Fechamento do Estreito de Ormuz pode durar meses, diz analista iraniano
Professor da Universidade de Teerã afirma à Al Jazeera que bloqueio pode ser usado como resposta econômica à guerra
247 - O possível fechamento do Estreito de Ormuz, uma das rotas marítimas mais estratégicas do mundo para o transporte de petróleo, surge como um dos elementos mais sensíveis da atual guerra no Oriente Médio.
A medida poderia provocar impactos profundos no mercado global de energia e no comércio internacional.Segundo informações divulgadas pela Al Jazeera, o analista político Foad Izadi, professor da Faculdade de Estudos Mundiais da Universidade de Teerã, afirmou que o bloqueio da passagem marítima pode se tornar uma das principais ferramentas de pressão de Teerã no conflito.
Rota estratégica
O Estreito de Ormuz é considerado um dos pontos mais críticos da logística energética global.

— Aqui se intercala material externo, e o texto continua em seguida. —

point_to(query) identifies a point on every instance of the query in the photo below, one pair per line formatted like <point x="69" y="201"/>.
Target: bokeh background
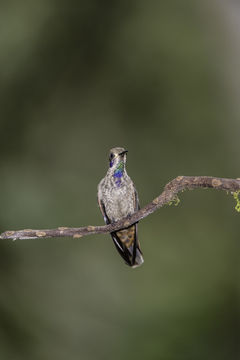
<point x="160" y="78"/>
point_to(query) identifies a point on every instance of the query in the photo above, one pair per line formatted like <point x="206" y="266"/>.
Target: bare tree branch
<point x="168" y="195"/>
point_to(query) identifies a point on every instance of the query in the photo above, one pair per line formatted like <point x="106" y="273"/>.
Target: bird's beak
<point x="123" y="152"/>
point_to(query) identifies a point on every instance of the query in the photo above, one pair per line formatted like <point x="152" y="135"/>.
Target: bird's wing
<point x="103" y="210"/>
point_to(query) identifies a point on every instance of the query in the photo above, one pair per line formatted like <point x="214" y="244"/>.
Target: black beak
<point x="123" y="152"/>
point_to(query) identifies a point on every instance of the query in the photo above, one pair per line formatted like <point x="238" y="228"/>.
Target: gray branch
<point x="168" y="195"/>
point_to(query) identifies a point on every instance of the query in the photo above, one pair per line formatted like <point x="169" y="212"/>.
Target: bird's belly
<point x="120" y="204"/>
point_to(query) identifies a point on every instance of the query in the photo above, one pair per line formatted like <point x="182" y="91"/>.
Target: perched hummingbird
<point x="117" y="198"/>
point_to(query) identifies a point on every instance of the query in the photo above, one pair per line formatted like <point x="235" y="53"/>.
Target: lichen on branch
<point x="168" y="196"/>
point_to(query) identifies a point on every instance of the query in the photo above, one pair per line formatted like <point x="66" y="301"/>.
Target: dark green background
<point x="77" y="78"/>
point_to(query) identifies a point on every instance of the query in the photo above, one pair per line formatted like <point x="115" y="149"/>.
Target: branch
<point x="168" y="195"/>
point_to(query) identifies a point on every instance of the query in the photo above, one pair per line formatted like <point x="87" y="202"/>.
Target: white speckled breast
<point x="119" y="201"/>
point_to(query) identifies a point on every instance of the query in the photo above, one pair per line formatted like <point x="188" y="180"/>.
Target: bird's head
<point x="117" y="155"/>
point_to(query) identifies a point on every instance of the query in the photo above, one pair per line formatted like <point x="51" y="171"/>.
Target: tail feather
<point x="128" y="246"/>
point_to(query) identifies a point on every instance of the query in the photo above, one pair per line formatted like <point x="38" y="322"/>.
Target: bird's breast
<point x="119" y="201"/>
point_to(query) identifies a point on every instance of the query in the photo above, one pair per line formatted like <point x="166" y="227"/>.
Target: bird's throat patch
<point x="118" y="173"/>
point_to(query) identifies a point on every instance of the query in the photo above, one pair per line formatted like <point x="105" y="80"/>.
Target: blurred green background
<point x="156" y="77"/>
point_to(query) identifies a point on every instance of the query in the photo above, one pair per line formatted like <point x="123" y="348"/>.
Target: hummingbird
<point x="118" y="198"/>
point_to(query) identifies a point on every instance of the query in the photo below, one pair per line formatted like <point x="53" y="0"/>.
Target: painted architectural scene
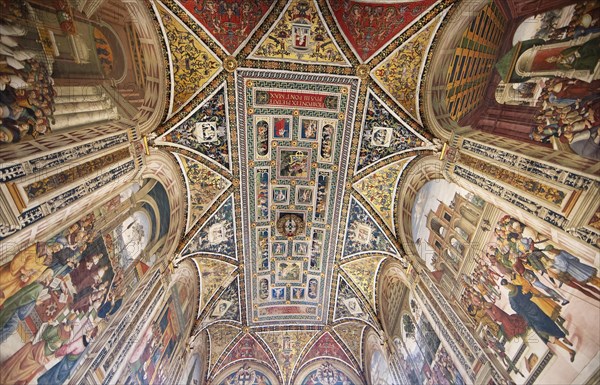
<point x="528" y="298"/>
<point x="299" y="192"/>
<point x="546" y="80"/>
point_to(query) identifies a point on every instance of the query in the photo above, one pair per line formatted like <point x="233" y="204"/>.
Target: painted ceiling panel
<point x="294" y="135"/>
<point x="287" y="346"/>
<point x="217" y="236"/>
<point x="351" y="334"/>
<point x="379" y="189"/>
<point x="205" y="131"/>
<point x="192" y="63"/>
<point x="300" y="35"/>
<point x="369" y="27"/>
<point x="400" y="73"/>
<point x="230" y="22"/>
<point x="204" y="186"/>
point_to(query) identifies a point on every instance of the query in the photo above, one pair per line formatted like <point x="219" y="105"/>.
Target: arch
<point x="320" y="368"/>
<point x="417" y="173"/>
<point x="163" y="167"/>
<point x="377" y="361"/>
<point x="193" y="371"/>
<point x="435" y="110"/>
<point x="391" y="287"/>
<point x="248" y="368"/>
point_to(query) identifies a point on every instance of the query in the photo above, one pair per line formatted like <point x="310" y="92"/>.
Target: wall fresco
<point x="517" y="287"/>
<point x="59" y="293"/>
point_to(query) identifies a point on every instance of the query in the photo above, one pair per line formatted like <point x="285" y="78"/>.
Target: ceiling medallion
<point x="230" y="64"/>
<point x="362" y="71"/>
<point x="290" y="224"/>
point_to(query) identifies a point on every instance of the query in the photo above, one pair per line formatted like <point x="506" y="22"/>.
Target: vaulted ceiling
<point x="292" y="123"/>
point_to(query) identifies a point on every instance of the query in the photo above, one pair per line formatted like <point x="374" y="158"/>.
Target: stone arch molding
<point x="315" y="368"/>
<point x="435" y="111"/>
<point x="391" y="279"/>
<point x="248" y="368"/>
<point x="422" y="170"/>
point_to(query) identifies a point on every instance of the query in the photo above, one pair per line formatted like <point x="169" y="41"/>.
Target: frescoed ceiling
<point x="292" y="127"/>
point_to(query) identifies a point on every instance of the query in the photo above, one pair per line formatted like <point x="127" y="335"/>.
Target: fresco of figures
<point x="523" y="295"/>
<point x="149" y="362"/>
<point x="57" y="295"/>
<point x="26" y="87"/>
<point x="419" y="353"/>
<point x="558" y="74"/>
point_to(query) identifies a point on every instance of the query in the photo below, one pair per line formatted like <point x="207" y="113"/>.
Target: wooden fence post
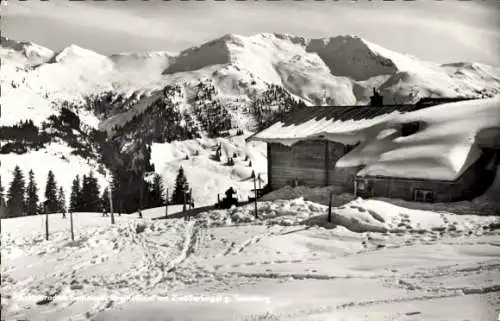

Aproximadamente 20% de todo o petróleo transportado por via marítima no mundo passa pela estreita passagem localizada entre o Golfo Pérsico e o Golfo de Omã.
Qualquer interrupção no fluxo de navios-tanque nessa região pode afetar diretamente o fornecimento internacional de petróleo e provocar forte volatilidade nos preços da commodity.
Fechamento pode durar “muitos meses”
De acordo com Izadi, o bloqueio do estreito pode se prolongar por um período significativo caso o conflito continue.
“O Estreito de Ormuz ficará fechado por muitos, muitos meses, a menos que essa parte financeira da história seja resolvida”, afirmou o professor à Al Jazeera.
Resposta aos prejuízos econômicos da guerra
O analista argumenta que o Irã sofreu perdas econômicas expressivas desde o início da escalada militar. Segundo ele, os danos financeiros acumulados nas últimas semanas seriam um dos fatores por trás da possível decisão de bloquear a passagem estratégica.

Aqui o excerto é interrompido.